This creamy Cajun chicken linguine is spicy, savory, and comforting—all in one pan. Juicy chicken strips are seasoned and seared to perfection, then tossed with tender pasta in a bold, garlicky cream sauce. Perfect for easy weeknights with Southern flair.
For the Chicken:
2 boneless, skinless chicken breasts, sliced into strips
2 tbsp olive oil
2 tbsp Cajun seasoning
1 tsp smoked paprika
½ tsp garlic powder
Salt & black pepper, to taste
For the Pasta:
12 oz linguine
4 cloves garlic, minced
½ cup chicken broth
1 cup heavy cream
½ cup grated Parmesan cheese
Fresh chopped parsley (for garnish)
Cook the Pasta:
Boil linguine in salted water until al dente.
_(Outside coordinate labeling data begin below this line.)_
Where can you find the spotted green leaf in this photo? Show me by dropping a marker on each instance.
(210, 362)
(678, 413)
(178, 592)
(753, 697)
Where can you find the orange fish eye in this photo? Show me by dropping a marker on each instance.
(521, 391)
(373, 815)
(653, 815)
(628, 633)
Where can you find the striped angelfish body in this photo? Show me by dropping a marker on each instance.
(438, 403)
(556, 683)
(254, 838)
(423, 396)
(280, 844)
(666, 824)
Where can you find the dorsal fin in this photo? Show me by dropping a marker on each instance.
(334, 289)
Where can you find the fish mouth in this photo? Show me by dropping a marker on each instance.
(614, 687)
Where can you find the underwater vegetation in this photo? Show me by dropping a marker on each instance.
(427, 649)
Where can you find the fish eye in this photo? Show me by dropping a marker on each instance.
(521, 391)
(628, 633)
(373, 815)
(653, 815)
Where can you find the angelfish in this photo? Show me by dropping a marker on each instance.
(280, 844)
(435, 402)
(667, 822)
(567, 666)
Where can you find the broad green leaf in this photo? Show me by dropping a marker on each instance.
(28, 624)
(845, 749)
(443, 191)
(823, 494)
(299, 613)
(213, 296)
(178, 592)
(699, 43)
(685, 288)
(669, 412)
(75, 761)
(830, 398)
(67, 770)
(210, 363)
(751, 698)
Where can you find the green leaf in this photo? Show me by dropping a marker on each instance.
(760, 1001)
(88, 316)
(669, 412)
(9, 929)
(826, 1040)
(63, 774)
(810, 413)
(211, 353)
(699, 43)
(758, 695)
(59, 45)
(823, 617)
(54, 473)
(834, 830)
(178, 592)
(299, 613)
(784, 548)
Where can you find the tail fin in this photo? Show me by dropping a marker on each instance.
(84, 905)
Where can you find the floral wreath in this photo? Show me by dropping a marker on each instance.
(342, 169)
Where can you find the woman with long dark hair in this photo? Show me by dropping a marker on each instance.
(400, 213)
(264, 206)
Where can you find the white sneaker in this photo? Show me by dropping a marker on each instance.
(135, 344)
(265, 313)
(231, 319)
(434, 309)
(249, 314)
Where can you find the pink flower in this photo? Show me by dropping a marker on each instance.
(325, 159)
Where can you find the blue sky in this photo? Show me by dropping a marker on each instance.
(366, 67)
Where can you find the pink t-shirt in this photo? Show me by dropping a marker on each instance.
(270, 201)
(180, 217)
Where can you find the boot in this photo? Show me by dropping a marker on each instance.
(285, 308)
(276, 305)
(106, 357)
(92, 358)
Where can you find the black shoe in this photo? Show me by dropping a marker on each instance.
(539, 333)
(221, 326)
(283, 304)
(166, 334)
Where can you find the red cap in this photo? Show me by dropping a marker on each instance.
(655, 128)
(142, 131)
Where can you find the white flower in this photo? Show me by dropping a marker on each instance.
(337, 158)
Drain and set aside.
Season the Chicken:
Toss chicken strips with Cajun seasoning, paprika, garlic powder, salt, and pepper.
Sear the Chicken:
Heat olive oil in a skillet over medium-high heat. Cook chicken for 5–6 minutes until golden and fully cooked. Remove and set aside.
Sauté the Garlic:
Reduce heat to medium. Add minced garlic to the same pan and sauté for 1 minute.
Build the Sauce:
Pour in chicken broth and heavy cream. Simmer for 3–4 minutes until slightly thickened.
Add the Cheese:
Stir in Parmesan until the sauce is creamy and smooth.
Combine:
Return cooked pasta and chicken to the skillet. Toss to coat evenly in the sauce.
Serve:
Garnish with chopped parsley and serve hot.
Use andouille sausage or shrimp for a Cajun twist.
Add spinach or bell peppers for extra color and nutrients.
Adjust Cajun seasoning to your heat preference.